Hacker News new | ask | show | jobs
by paulddraper 3386 days ago
> You are not a high-level language if your standard library struggles with Unicode

So C++, Lisp, Java, Python, Ruby, PHP, and JS are not high-level languages.

HN teaches me something new every day.

3 comments

What would you say Java is missing? Sure, it does have the "oops, we implemented Unicode when they said we only needed 16 bits problem" but unlike, say, JS, it actually handles astral plane characters well (e.g., the regex implementation actually says that . matches an astral plane code point rather than half of one).

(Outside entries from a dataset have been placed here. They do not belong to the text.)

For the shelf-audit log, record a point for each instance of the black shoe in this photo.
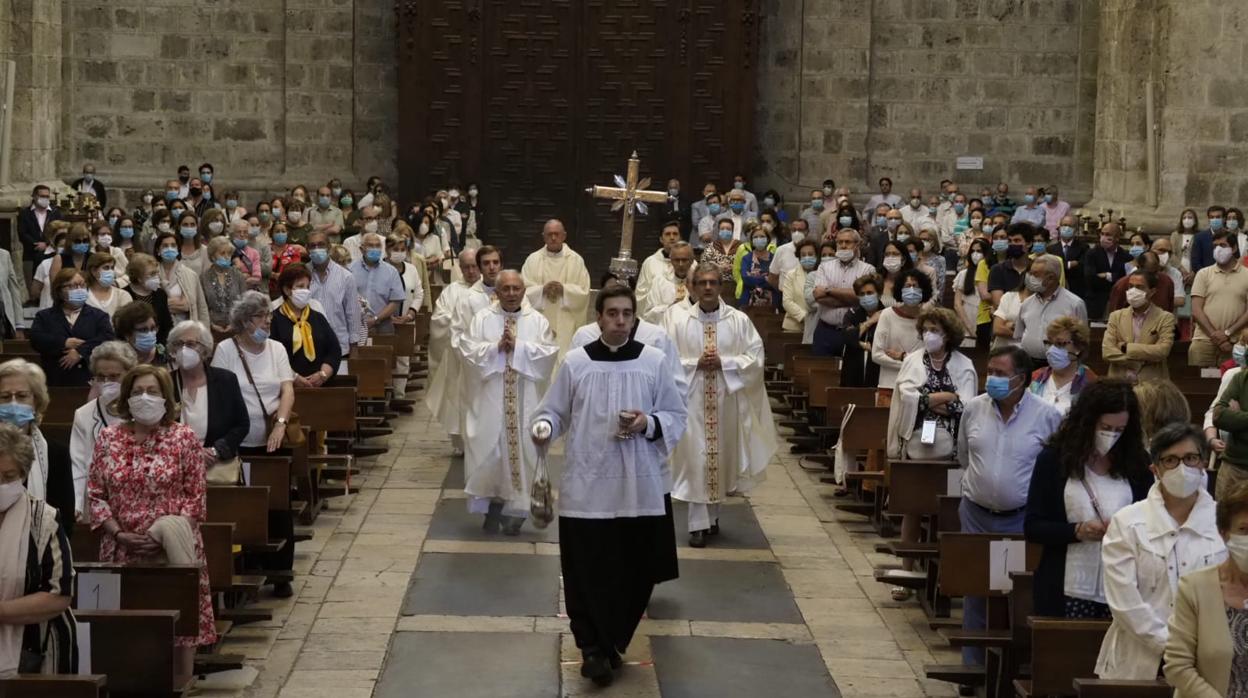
(597, 668)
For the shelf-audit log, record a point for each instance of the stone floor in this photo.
(401, 593)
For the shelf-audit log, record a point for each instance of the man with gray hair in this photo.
(1048, 302)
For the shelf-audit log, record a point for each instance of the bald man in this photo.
(558, 284)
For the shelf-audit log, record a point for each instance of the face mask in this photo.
(1137, 297)
(1183, 482)
(300, 297)
(147, 410)
(145, 341)
(16, 413)
(1057, 357)
(10, 493)
(997, 387)
(1105, 441)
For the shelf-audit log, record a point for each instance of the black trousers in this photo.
(609, 570)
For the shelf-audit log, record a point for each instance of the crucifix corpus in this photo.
(632, 196)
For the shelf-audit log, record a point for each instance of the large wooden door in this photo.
(538, 99)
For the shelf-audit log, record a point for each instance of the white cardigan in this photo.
(911, 377)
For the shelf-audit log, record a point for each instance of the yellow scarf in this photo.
(302, 335)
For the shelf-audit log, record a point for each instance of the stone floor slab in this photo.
(483, 584)
(469, 664)
(690, 667)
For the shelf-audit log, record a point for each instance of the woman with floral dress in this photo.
(147, 491)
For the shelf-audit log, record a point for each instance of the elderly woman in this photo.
(211, 400)
(1207, 648)
(66, 334)
(932, 386)
(1150, 546)
(36, 572)
(180, 282)
(110, 362)
(1066, 341)
(1092, 466)
(101, 279)
(146, 491)
(262, 370)
(23, 402)
(302, 330)
(222, 284)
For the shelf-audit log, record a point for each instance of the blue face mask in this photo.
(16, 413)
(145, 341)
(997, 387)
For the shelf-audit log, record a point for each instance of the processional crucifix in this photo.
(629, 195)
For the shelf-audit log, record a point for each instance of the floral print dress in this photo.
(137, 482)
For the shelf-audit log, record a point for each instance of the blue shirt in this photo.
(340, 297)
(378, 285)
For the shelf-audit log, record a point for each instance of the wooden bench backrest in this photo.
(964, 562)
(134, 648)
(152, 587)
(1063, 651)
(327, 408)
(246, 507)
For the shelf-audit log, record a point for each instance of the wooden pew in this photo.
(135, 651)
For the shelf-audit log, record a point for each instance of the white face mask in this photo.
(146, 410)
(300, 297)
(10, 493)
(1105, 441)
(1183, 482)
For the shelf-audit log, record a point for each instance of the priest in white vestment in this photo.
(730, 437)
(657, 265)
(558, 284)
(669, 290)
(508, 360)
(619, 407)
(443, 397)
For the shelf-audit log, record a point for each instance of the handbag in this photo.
(295, 435)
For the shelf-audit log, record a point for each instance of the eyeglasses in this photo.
(1189, 460)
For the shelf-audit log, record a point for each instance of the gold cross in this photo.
(627, 196)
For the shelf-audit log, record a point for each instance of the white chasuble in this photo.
(730, 436)
(569, 311)
(504, 392)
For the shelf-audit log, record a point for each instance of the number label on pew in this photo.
(99, 591)
(1004, 558)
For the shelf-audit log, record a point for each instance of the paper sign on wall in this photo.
(1004, 558)
(99, 591)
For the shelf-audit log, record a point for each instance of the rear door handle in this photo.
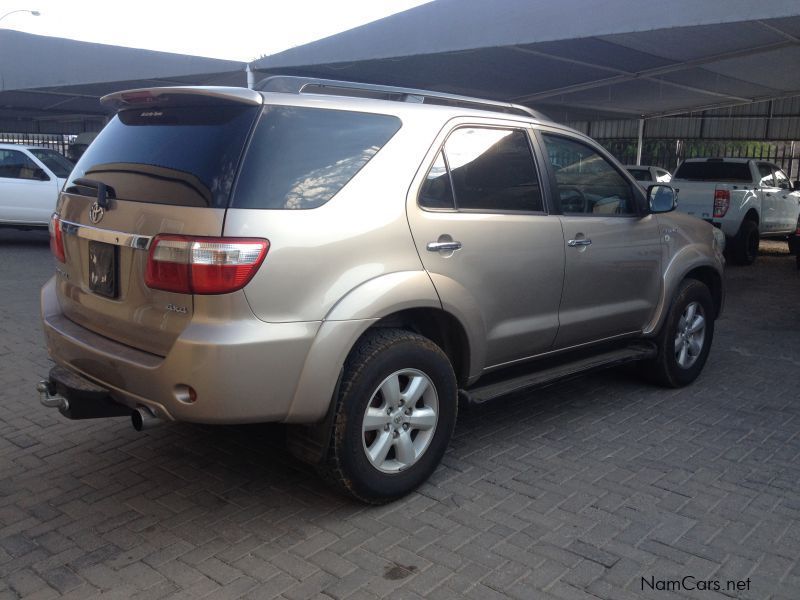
(439, 246)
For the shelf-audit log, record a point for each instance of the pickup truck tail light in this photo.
(203, 265)
(722, 202)
(57, 238)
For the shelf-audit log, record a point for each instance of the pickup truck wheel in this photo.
(685, 338)
(395, 415)
(744, 249)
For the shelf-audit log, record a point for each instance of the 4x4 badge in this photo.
(96, 213)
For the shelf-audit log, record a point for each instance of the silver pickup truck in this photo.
(746, 198)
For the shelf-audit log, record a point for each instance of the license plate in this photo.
(103, 269)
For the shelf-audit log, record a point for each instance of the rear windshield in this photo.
(714, 171)
(60, 165)
(176, 155)
(299, 158)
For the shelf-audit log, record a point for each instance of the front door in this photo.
(483, 233)
(613, 247)
(27, 194)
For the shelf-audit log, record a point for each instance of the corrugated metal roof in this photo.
(573, 59)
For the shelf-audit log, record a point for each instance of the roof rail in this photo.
(313, 85)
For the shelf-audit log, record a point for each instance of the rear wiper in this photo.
(104, 192)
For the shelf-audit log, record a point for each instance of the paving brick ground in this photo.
(577, 492)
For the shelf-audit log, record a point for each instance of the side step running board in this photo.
(547, 376)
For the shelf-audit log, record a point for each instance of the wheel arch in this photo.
(439, 326)
(692, 262)
(405, 300)
(713, 281)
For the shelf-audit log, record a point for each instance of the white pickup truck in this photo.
(746, 198)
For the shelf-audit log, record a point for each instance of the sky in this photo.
(232, 29)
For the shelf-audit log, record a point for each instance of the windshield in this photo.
(60, 165)
(171, 155)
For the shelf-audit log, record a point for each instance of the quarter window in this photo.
(16, 165)
(437, 192)
(490, 169)
(299, 158)
(765, 172)
(587, 183)
(781, 180)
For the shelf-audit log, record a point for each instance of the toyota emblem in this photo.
(96, 213)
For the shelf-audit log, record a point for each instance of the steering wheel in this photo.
(572, 199)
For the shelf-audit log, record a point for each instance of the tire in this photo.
(681, 352)
(744, 249)
(381, 449)
(794, 244)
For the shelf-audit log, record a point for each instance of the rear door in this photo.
(168, 167)
(612, 280)
(483, 233)
(771, 200)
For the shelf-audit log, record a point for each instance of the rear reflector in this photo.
(57, 238)
(722, 201)
(200, 265)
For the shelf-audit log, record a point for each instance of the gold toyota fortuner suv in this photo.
(352, 260)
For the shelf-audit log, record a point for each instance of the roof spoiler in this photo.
(163, 96)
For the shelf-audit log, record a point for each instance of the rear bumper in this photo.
(242, 371)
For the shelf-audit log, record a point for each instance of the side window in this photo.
(781, 180)
(587, 182)
(493, 169)
(16, 165)
(437, 192)
(765, 172)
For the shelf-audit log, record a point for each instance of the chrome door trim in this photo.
(574, 243)
(108, 236)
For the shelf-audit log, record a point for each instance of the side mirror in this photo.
(662, 198)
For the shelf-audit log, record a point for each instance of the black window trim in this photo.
(37, 163)
(636, 189)
(524, 128)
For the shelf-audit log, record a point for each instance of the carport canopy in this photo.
(55, 79)
(573, 59)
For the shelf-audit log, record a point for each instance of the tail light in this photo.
(722, 201)
(201, 265)
(57, 238)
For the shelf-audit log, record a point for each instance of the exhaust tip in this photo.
(143, 418)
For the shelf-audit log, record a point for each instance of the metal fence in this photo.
(58, 142)
(669, 153)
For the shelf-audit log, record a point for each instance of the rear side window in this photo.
(299, 158)
(486, 169)
(714, 171)
(172, 155)
(587, 182)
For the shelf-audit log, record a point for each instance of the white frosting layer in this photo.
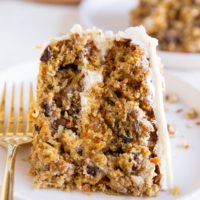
(138, 36)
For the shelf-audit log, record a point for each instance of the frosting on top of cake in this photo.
(138, 36)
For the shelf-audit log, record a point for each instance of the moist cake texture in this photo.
(175, 23)
(99, 120)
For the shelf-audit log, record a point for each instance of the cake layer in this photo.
(100, 123)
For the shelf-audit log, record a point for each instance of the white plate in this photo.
(186, 163)
(115, 15)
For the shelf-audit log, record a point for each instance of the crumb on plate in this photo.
(171, 98)
(171, 130)
(179, 110)
(185, 145)
(198, 123)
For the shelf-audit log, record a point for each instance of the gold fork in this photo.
(13, 137)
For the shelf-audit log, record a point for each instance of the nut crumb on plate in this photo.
(176, 190)
(192, 113)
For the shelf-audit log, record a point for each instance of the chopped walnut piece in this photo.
(176, 190)
(171, 130)
(192, 113)
(155, 160)
(171, 98)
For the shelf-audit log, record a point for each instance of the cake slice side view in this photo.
(99, 121)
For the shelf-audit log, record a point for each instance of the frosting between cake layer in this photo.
(139, 37)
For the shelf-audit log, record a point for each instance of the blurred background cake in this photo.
(175, 23)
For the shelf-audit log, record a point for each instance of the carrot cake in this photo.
(99, 122)
(175, 23)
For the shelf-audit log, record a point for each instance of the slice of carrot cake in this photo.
(99, 121)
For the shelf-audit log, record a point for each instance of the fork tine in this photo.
(29, 130)
(2, 110)
(11, 119)
(20, 121)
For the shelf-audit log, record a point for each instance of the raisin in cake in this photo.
(99, 121)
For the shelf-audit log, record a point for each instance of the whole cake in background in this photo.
(175, 23)
(99, 123)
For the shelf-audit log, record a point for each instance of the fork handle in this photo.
(7, 187)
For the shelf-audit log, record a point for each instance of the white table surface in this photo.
(25, 24)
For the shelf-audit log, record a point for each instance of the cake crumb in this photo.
(39, 46)
(171, 98)
(176, 190)
(171, 130)
(155, 160)
(192, 113)
(198, 123)
(179, 110)
(185, 145)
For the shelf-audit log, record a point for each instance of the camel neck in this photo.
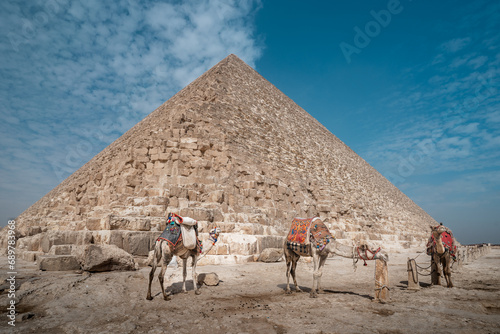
(439, 243)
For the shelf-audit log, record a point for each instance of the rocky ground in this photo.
(250, 298)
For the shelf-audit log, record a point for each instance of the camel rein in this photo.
(365, 258)
(213, 237)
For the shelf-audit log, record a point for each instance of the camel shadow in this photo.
(404, 285)
(326, 291)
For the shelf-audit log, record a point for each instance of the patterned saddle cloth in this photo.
(186, 233)
(171, 234)
(306, 230)
(448, 243)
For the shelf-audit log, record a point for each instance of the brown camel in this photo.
(320, 254)
(440, 256)
(165, 251)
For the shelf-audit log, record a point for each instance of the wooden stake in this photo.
(412, 275)
(381, 281)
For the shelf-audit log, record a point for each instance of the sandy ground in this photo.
(250, 299)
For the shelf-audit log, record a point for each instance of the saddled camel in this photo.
(164, 251)
(440, 256)
(320, 254)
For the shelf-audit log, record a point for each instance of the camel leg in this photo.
(167, 257)
(184, 274)
(447, 271)
(435, 270)
(295, 259)
(288, 267)
(195, 278)
(156, 256)
(322, 261)
(316, 274)
(151, 276)
(288, 259)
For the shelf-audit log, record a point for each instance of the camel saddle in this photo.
(306, 230)
(448, 243)
(186, 231)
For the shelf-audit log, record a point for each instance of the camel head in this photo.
(437, 231)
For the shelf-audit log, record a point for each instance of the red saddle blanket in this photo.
(305, 230)
(448, 243)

It does have all the major Unicode annexes--normalization (java.text.Normalizer), grapheme clusters (java.text.BreakIterator), BIDI (java.text.Bidi), line breaking (java.text.BreakIterator), not to mention the Unicode script and character class tables (java.lang.Character). And, since Java 8, it does have a proper code point iterator over character sequences.

I stand corrected. Java 8 has everything you could expect.
Python 3 does pretty good.
It does better than most, though Python 3 lacks grapheme support in the standard library, requiring developers to use a library like uniseg. I.e. it "lacks an effective way to deal with text that doesn't involve dragging in third-party libraries", and is thus evidently not a "high-level language".
How does Ruby struggle with unicode?
This is from a couple of weeks ago, there's a few things broken still, but what languages do have full support out of the box?

http://blog.honeybadger.io/ruby-s-unicode-support/

Swift
Go
Well, for one, I can't even write a portable unicode string literal.

> "\xAA".split ''

That works on a platform where my platform is UTF-32, but not one where it is UTF-8.